Sesaat Nawang Wulan pergi dari muka bumi dan pergi kekayangan. Setelah itu Nawang Wulan tidak pernah bertemu dengan Jaka Tarub. Tetapi ia selalu dimimpian oleh Nawang Wulan setiap bulan purnama. Didalam mimpinya bahwa akan membawa anak perempuannya untuk kekayangan untuk bisa tinggal dengan ibunya. Maka setiap mengalami mimpi tersebut Jaka hanya bisa berteriak dan bergumam supaya anak perempuannya tidak dibawa kekayangan. Dari kisah diatas dapat disimpulkan bahwa cinta tidak boleh saling berkhianat dan jangan menutupi setiap memiliki masalah. Jujurlah terhadap pasangan kita, sebelum semuanya terlambat. Jika sampai terlambat maka semuanya akan sirna. Setalah sudah selesai, lalu ditutup dengan meredupnya lampu sebagai penutup dan berakhirnya cerita Jaka Tarub.
            Pada pementasan yang kedua yang berjudul Monolog Balada Sumarah. Pada pementasan kali ini sangat begitu menarik karena yang berperan hanya satu orang, yaitu sosok wanita seperti judulnya. Sumarah ini adalah seorang wanita asal Indonesia yang merupakan anak dari ayah yang merupakan golongan PKI yang saat itu sedang buming. Sumarah ini merasa tidak terima diperlakukannya seperti itu,misalnya dikucilkan dan dijauhi oleh teman-temannya semasa ia sekolah sampai lulus SMA. Untuk mencari pekerjaan yang layak pun sumarah merasa kesulitan karena ia adalah anak dari seorang golongan PKI. Padahal saat itu ayahnya tidak mengikuti PKI. Tetapi kenapa ayahnya bisa termasuk dalam golongan PKI tersebut.
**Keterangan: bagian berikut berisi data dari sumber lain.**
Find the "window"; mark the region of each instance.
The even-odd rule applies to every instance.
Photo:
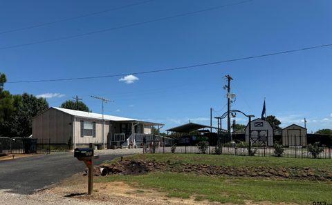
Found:
[[[95,122],[81,121],[81,137],[95,137]]]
Setelah itu Sumarah nekat untuk mendaftar bekerja diluar negeri atau istilahnya TKW. Ia mendaftar ke kantor yang mengurus TKW. Supaya administrasi berjalan dengan lancar maka yang dilakukan ialah dengan jalan belakang dengan adanya uang. Karena jaman sekarang jika urusan akan lancar maka uang pun juga harus lancar. Acara ini Sumarah lakukan supaya administrasi bisa diurus tanpa adanya kendala.
            Maka pergilah ia ke Arab Saudi, pikirnya ia disana akan mendapatkan penghasilan yang banyak tetapi ia disana mendapatkan siksaan terhadap majikannya. Ditambah lagi jika berbuat salah sedikit ia langsung dianiaya. Dan pada suatu hari Sumarah mendapatkan pelecehan seksual terhadap majikan pria nya. Ia diperkosa oleh majikannya sendiri. Sumarah pun merasa kesal terhadap majikannya tersebut. Suatu ketika sumarah berfikiran untuk membunuh majikannya yang telah memperkosanya. Jelas yang ia perbuat itu merupakan kejahatan yang dapat merugikannya dan juga pasti akan mendapatkan hukuman mati yang berlaku di Arab Saudi. Sumarah sudah siap akan hukuman yang akan diterimanya.
            Begitulah nasib TKW kita yang mendapatkan siksaan dari majikannya. Seharusnya pemerintah lebih memperhatikan nasib para TKI dan TKW yang berkerja diluar negeri. Karena meraka juga memiliki HAM yang sepatutnya untuk dilindungi juga dari hukuman yang menimpanya. Dan juga dari perusahaan yang harus lebih mengketat calon TKI dan TKW yang akan diperkerjakan diluar negeri supaya komunikasi antar majikan dan juga pekerjanya bisa lebih terjaga.
            Pementasan tersebut ditutup dengan pemeran yang mengakhiri pementasannya. Sungguh apik sekali yang sudah dibawakan dari pementasan keduanya. Yang pertama dari pementasan Jaka Tarub dan juga pementasan Monolog Balada Sumarah.